More concerning for Mourinho might be the assessment of United's influential honorary president Sir Bobby Charlton. The 75-year-old is on the record as telling The Guardian: "Mourinho is a really good coach but that's as far as I would go really. He pontificates too much for my liking." Damning with faint praise.
Of course, it is easy for those at Old Trafford to take a high-minded view of the importance of longevity right now. The situation could look rather different should Ferguson's eventual successor fail to match his high standards. Any club is capable of stumbling from manager to manager if they continue to appoint the wrong people. Surely all that can be done is to appoint the best man for the short-term and hope things develop from there. And Mourinho has every right to be considered the best man.
"Like me or not, I am the only one who has won the world's three most important leagues," the man himself told Portuguese TV channel SIC. His record speaks for itself. Indeed, he has perhaps been the victim of his own success. Mourinho's reputation is tainted by the perception of him as a managerial butterfly, but he could just as accurately be cast as one of the game's great survivors.
He has lasted longer - much longer - than any of the other seven managers appointed by current Chelsea owner Roman Abramovich. He has also presided over more than twice as many matches as any of the previous nine men to take charge of Real Madrid. And his other two major managerial appointments of the past decade - at Porto and Inter - both ended in Champions League glory prior to taking up the aforementioned plum roles at Chelsea and Real.
Mourinho is, of course, acutely aware of his own image. Particularly in comparison to Pep Guardiola, a manager seen as a legacy builder despite his decision to walk away from Barcelona after four seasons. If the 50-year-old coach is to improve his post-Real options there is a need to stress that there is more to Mourinho than the short, sharp shock treatment.
Hence the almost apologetic explanation for his brilliant career-to-date that Mourinho offered last year. "After England and Italy I had to go to Real Madrid or it would have left my career empty," he told the Daily Mirror. "But the No.1 in the history of the Premier League (Ferguson) disagrees with me because United are an incredible club and he wants to stay there all his career.

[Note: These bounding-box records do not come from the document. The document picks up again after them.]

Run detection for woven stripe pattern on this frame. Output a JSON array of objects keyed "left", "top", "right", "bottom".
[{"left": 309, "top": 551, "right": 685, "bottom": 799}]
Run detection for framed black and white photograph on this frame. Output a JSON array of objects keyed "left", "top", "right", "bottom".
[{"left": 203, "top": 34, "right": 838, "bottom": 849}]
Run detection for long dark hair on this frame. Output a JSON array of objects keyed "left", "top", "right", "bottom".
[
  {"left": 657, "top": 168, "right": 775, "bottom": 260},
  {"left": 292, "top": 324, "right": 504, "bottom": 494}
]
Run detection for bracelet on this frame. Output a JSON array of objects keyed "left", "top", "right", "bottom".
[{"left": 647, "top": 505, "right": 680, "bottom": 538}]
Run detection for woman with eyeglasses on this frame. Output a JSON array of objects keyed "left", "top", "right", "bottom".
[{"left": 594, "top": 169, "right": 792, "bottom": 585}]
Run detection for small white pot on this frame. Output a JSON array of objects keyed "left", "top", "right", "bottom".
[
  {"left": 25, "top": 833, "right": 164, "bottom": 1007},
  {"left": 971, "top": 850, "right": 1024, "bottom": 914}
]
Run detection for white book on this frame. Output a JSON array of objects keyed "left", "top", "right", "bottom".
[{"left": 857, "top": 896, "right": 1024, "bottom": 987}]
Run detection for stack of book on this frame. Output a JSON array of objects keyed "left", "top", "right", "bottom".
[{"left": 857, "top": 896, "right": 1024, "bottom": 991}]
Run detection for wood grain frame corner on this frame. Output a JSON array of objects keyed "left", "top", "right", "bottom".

And I want to stay [at Real Madrid] for a long time, at least four years or up to 10, to build something."
That's highly unlikely to happen at Real now. But that doesn't mean it couldn't happen elsewhere. To do that, much will depend on Mourinho's ability to define his Madrid legacy. Will it finish with a non-title race and a last-16 Champions League exit or can Real cement their position among the favourites for Europe's biggest trophy by eliminating United at Old Trafford.
And if he can go all the way to Wembley, disciple of Guttmann or not, can any club - even Manchester United - afford to turn their nose up at a manager like Mourinho?